The centromere DNA locus on a eukaryotic chromosome facilitates faithful chromosome segregation. Despite performing such a conserved function, centromere DNA sequence as well as the organization of sequence elements is rapidly evolving in all forms of eukaryotes. The driving force that facilitates centromere evolution remains an enigma. Here, we studied the evolution of centromeres in closely related species in the fungal phylum of Basidiomycota. Using ChIP-seq analysis of conserved inner kinetochore proteins, we identified centromeres in three closely related Cryptococcus species: two of which are RNAi-proficient, while the other lost functional RNAi. We find that the centromeres in the RNAi-deficient species are significantly shorter than those of the two RNAi-proficient species. While centromeres are LTR retrotransposon-rich in all cases, the RNAi-deficient species lost all full-length retroelements from its centromeres. In addition, centromeres in RNAi-proficient species are associated with a significantly higher level of cytosine DNA modifications compared with those of RNAi-deficient species. Furthermore, when an RNAi-proficient Cryptococcus species and its RNAi-deficient mutants were passaged under similar conditions, the centromere length was found to be occasionally shortened in RNAi mutants. In silico analysis of predicted centromeres in a group of closely related Ustilago species, also belonging to the Basidiomycota, were found to have undergone a similar transition in the centromere length in an RNAi-dependent fashion. Based on the correlation found in two independent basidiomycetous species complexes, we present evidence suggesting that the loss of RNAi and cytosine DNA methylation triggered transposon attrition, which resulted in shortening of centromere length during evolution.
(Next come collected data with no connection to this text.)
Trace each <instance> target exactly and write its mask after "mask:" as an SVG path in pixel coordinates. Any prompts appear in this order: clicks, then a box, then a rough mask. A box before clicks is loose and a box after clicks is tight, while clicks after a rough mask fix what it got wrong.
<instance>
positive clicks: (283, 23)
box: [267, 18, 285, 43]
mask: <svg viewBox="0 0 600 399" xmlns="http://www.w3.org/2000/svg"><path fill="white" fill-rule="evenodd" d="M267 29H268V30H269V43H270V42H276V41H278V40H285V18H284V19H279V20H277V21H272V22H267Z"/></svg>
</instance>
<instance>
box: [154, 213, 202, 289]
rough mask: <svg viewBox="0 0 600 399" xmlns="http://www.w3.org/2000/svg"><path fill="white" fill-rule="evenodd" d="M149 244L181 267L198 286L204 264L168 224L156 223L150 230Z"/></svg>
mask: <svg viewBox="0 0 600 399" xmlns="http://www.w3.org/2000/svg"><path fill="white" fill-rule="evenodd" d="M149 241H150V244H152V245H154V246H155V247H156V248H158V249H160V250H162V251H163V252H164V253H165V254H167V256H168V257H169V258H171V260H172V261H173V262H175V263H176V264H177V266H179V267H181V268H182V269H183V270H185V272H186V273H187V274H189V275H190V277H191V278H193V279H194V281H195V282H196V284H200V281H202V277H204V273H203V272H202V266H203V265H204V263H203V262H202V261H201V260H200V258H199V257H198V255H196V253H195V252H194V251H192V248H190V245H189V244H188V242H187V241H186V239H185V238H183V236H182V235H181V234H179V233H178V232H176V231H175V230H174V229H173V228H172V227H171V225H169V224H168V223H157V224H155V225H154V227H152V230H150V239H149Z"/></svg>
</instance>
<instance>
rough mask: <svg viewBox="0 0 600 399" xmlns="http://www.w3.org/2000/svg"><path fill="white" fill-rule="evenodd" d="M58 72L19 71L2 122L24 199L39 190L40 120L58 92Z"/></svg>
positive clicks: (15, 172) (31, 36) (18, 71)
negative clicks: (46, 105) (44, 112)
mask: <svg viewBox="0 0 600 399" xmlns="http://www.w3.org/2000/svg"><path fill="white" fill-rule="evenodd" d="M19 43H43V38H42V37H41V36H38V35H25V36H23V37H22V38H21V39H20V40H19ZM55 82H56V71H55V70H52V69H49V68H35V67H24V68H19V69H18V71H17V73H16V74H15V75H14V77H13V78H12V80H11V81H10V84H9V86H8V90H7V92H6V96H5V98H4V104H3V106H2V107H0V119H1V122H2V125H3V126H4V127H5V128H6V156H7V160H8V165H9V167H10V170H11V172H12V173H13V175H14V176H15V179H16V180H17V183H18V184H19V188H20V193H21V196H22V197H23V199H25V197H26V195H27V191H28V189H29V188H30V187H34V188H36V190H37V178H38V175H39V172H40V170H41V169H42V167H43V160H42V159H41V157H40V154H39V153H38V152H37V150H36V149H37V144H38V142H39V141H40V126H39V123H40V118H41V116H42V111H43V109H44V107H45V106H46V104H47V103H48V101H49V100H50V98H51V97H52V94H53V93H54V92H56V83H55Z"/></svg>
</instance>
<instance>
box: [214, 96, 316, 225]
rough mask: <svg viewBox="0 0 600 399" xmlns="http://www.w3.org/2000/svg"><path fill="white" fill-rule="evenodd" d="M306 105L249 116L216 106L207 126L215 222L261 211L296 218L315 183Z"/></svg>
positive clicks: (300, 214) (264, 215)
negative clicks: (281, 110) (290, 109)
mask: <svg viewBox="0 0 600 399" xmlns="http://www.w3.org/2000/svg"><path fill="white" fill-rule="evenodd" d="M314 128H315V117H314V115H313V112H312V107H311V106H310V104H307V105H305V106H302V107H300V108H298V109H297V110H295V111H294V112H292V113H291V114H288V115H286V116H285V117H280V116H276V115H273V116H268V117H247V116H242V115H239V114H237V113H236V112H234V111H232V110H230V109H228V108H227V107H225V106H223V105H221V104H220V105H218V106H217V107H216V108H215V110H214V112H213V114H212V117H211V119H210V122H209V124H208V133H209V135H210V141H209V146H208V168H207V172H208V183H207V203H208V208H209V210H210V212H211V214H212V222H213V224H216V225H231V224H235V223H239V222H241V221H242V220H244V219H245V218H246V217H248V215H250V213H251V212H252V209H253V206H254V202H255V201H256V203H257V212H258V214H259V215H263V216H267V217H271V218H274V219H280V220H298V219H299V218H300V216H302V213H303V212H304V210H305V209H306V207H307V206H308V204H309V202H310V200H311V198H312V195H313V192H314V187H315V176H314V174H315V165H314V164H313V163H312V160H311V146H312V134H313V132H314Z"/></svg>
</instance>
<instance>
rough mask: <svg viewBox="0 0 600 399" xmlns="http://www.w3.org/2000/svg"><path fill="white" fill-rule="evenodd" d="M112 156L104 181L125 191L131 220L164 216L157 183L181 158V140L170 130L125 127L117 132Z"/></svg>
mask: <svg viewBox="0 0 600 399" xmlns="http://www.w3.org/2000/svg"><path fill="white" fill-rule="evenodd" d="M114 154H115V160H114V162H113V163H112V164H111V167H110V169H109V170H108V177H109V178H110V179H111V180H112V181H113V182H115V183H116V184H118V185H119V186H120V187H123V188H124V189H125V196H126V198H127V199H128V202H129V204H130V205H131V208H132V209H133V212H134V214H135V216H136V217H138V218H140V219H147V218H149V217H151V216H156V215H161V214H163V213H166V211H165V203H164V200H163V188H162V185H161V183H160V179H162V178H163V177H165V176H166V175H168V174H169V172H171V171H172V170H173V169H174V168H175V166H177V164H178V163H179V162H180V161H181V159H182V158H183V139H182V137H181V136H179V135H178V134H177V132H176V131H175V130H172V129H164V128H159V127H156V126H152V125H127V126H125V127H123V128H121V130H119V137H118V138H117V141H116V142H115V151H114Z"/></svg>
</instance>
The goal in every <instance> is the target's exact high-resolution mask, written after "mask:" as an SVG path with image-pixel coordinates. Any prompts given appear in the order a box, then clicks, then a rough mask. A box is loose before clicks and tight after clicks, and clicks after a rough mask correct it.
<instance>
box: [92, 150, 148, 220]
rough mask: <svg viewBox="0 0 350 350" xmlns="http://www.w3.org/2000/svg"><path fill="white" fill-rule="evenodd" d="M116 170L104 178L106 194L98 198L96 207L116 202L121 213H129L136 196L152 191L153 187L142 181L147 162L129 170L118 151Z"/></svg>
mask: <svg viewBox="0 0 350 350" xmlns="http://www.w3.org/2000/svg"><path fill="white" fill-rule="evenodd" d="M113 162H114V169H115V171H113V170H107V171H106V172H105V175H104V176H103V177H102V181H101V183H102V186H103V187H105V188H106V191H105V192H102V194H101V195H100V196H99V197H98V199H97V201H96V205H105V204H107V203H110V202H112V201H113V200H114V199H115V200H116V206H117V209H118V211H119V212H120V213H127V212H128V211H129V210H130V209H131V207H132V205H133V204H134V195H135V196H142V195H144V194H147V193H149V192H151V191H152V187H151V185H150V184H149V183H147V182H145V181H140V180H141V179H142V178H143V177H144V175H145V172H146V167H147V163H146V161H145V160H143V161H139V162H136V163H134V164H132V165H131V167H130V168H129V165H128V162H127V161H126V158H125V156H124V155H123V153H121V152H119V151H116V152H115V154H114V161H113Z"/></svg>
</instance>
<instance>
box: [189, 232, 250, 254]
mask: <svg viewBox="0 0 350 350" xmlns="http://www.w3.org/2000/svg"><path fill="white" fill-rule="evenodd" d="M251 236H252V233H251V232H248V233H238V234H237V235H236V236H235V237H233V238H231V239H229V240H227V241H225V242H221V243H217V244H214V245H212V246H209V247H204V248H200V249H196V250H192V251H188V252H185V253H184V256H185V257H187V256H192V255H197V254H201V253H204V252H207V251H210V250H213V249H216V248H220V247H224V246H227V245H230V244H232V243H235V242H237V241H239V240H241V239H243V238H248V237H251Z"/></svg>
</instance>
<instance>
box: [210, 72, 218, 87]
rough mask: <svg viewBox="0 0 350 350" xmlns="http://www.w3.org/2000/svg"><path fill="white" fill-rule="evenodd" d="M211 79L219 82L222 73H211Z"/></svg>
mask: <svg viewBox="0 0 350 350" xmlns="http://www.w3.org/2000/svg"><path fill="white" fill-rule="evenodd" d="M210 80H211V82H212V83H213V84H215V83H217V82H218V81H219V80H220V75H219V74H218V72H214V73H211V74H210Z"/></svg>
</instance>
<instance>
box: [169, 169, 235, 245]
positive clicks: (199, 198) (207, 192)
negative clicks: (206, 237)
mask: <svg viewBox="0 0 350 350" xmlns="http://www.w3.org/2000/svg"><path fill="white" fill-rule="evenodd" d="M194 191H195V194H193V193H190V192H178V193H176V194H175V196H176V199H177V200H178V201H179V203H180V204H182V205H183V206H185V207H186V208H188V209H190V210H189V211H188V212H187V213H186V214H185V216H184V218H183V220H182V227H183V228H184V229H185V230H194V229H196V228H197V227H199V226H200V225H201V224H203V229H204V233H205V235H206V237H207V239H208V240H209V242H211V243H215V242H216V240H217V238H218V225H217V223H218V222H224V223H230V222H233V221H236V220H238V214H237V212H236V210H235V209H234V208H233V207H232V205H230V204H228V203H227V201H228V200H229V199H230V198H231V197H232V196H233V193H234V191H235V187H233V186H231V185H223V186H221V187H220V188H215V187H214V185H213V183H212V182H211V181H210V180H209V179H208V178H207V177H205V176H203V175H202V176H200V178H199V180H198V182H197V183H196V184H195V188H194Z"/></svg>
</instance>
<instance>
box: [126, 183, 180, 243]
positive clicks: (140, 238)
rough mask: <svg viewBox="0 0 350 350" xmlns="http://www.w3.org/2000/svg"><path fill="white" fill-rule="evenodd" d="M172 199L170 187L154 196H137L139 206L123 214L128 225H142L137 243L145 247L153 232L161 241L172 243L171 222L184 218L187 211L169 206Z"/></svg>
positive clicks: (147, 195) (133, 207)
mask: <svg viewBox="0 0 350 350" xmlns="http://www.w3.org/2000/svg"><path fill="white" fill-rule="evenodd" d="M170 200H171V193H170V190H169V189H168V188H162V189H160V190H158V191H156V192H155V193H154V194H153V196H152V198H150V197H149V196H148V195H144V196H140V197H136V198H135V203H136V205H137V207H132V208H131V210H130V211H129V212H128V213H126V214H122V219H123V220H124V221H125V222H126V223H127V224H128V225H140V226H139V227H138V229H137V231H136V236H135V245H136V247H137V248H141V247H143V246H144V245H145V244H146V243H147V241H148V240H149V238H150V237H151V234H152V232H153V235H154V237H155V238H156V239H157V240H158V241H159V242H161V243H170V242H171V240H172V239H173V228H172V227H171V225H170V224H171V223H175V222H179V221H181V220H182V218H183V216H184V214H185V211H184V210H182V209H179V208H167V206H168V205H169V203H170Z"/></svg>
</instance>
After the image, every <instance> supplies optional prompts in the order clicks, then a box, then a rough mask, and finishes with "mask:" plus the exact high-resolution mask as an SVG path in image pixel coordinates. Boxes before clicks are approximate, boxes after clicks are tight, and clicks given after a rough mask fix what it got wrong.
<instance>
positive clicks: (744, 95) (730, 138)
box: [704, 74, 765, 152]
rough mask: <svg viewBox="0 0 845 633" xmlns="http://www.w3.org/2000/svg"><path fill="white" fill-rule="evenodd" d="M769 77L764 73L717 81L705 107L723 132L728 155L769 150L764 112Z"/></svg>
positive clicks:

真核染色体上的着丝粒DNA基因座有助于忠实的染色体分离。尽管执行这种保守功能，着丝粒DNA序列以及序列元件的组织在所有形式的真核生物中迅速发展。促进着丝粒进化的驱动力仍然是一个谜。在这里，我们研究了担子菌真菌门中紧密相关物种中着丝粒的进化。使用保守内动粒蛋白的ChIP-seq分析，我们在三个密切相关的隐球菌中鉴定了着丝粒物种：其中两个是RNAi熟练的，而另一个则失去了功能性RNAi。我们发现，RNAi缺陷物种中的着丝粒比两个RNAi缺陷物种中的着丝粒短得多。尽管在所有情况下着丝粒都富含LTR反转录转座子，但RNAi缺陷型物种却失去了着丝粒的所有全长反转录元件。此外，与RNAi缺陷物种相比，RNAi优势物种中的着丝粒与胞嘧啶DNA修饰水平显着更高。此外，当在相似的条件下传代RNAi优势的隐球菌种及其RNAi缺陷的突变体时，发现RNAi突变体的着丝粒长度有时会缩短。对一组密切相关的预测着丝粒进行计算机分析发现乌斯梯亚戈属菌也属于担子菌属，其着丝粒长度以RNAi依赖性方式经历了类似的转变。基于在两个独立的担子菌物种复合物中发现的相关性，我们目前的证据表明RNAi和胞嘧啶DNA甲基化的丧失触发了转座子的损耗，从而导致进化过程中着丝粒长度的缩短。